Making Characters Weird: Dwarves

Iron Hills Dwarf by JLazerusEB 
is licensed by CC BY-NC-ND 3.0

What's Included Below:
 

  • Playing a Dwarf
  • A Table of "Weird" Character Traits for Dwarves
  • A 1D20 Table of "Weird" Crafts for Dwarves
  • Alternate Dwarven Character Traits (for B/X or Old School Essentials, but applicable to BECMI, 1E, and OD&D)
This presents the fourth entry in my series on "making characters weird." As long-time blog supporter and artist extraordinaire Kelvin Green commented on my last entry (for Thieves/Rogues): 

"...they imply a fascinating campaign setting that sits in a nice place between stock fantasy and full on Kirbyesque gonzo." 
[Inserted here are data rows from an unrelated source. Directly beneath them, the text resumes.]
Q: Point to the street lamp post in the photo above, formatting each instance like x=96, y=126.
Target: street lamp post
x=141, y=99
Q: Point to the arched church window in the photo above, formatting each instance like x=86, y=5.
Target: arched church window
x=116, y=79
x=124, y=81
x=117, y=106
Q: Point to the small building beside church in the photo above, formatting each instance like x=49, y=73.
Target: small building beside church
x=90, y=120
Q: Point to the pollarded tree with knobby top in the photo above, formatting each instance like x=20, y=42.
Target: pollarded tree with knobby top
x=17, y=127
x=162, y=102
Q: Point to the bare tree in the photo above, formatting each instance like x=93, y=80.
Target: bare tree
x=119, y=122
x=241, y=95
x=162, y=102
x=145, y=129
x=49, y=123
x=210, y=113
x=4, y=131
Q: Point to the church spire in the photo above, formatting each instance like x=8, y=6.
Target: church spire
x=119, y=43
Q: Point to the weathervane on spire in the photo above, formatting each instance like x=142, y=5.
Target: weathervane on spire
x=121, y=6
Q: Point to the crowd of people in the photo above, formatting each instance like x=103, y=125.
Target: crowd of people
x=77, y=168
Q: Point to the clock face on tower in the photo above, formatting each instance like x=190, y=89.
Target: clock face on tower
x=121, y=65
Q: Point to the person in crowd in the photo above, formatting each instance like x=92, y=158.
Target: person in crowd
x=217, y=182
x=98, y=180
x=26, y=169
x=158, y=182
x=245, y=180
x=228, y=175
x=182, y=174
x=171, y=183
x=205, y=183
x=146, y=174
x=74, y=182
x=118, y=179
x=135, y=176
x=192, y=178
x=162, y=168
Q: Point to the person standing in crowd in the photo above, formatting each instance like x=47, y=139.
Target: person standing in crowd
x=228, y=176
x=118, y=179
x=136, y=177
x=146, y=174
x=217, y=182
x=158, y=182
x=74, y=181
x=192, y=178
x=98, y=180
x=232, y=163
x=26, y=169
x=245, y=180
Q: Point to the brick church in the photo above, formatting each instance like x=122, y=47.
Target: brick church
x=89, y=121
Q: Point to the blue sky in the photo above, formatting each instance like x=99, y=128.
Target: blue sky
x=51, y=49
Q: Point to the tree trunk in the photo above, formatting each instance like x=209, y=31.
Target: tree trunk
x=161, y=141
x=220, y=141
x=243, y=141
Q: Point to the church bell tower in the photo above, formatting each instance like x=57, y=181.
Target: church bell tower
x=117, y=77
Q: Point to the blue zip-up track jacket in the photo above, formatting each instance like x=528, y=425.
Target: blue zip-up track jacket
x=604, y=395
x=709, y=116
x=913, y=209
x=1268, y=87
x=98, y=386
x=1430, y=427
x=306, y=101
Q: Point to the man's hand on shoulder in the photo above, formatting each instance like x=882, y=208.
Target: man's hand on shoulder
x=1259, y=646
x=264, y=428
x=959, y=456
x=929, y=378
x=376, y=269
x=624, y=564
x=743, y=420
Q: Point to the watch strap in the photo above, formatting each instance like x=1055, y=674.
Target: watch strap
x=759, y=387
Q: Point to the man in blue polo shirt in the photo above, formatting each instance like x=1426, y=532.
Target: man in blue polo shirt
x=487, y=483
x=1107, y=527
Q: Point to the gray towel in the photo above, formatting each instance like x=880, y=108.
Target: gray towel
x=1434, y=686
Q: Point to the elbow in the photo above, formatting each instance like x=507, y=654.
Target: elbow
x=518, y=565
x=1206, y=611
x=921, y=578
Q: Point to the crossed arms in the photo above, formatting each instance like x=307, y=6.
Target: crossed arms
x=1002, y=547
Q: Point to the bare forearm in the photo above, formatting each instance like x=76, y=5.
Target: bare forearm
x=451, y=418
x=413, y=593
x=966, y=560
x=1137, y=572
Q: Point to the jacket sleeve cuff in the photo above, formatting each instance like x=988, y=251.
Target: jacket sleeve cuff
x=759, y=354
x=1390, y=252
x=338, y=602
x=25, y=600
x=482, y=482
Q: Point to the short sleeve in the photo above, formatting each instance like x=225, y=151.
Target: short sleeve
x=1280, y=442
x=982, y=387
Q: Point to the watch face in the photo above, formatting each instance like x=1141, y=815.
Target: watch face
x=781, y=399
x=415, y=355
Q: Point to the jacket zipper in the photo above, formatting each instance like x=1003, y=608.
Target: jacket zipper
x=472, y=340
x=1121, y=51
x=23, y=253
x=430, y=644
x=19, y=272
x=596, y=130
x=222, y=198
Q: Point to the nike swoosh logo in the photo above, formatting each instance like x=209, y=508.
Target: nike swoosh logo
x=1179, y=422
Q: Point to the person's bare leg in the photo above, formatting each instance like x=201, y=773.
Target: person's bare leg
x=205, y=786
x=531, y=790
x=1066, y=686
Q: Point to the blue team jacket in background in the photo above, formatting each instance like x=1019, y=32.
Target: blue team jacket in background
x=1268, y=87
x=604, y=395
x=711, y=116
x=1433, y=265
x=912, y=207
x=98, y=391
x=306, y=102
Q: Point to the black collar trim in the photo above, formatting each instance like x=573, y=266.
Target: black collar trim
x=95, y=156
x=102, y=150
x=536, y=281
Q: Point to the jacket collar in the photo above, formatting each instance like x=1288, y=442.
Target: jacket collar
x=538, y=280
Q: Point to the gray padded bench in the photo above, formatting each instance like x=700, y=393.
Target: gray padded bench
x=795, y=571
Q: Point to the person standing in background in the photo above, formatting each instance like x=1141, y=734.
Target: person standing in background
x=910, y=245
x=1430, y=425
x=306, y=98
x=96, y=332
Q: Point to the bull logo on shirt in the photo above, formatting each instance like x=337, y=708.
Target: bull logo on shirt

That's exactly the kind of tone I'm going for - small, unexpected and odd changes that fit within a standard fantasy setting but make it seem more strange and magical. The changes are designed to inspire you and create opportunities for players and referees to work together to create new ideas for the world, but are also appropriate for all ages and do not include the gross or ick-factors that have become common with more modern so-called "weird fantasy." 

This largely system neutral series is going to cover the four standard classes (Fighters, Clerics, Thieves/Rogues, and Magic-Users/Wizards) and the three main non-human races (Dwarves, Elves, and Halflings), which also just so happen to map to the seven classes available in the 1981 Moldvay Basic "B/X" D&D game. As such, occasionally I'm including some light mechanical changes in a B/X style, but as I showed in the last entry for Thieves/Rogues, those changes can very easily be adapted to 3E, 4E, and/or 5E.  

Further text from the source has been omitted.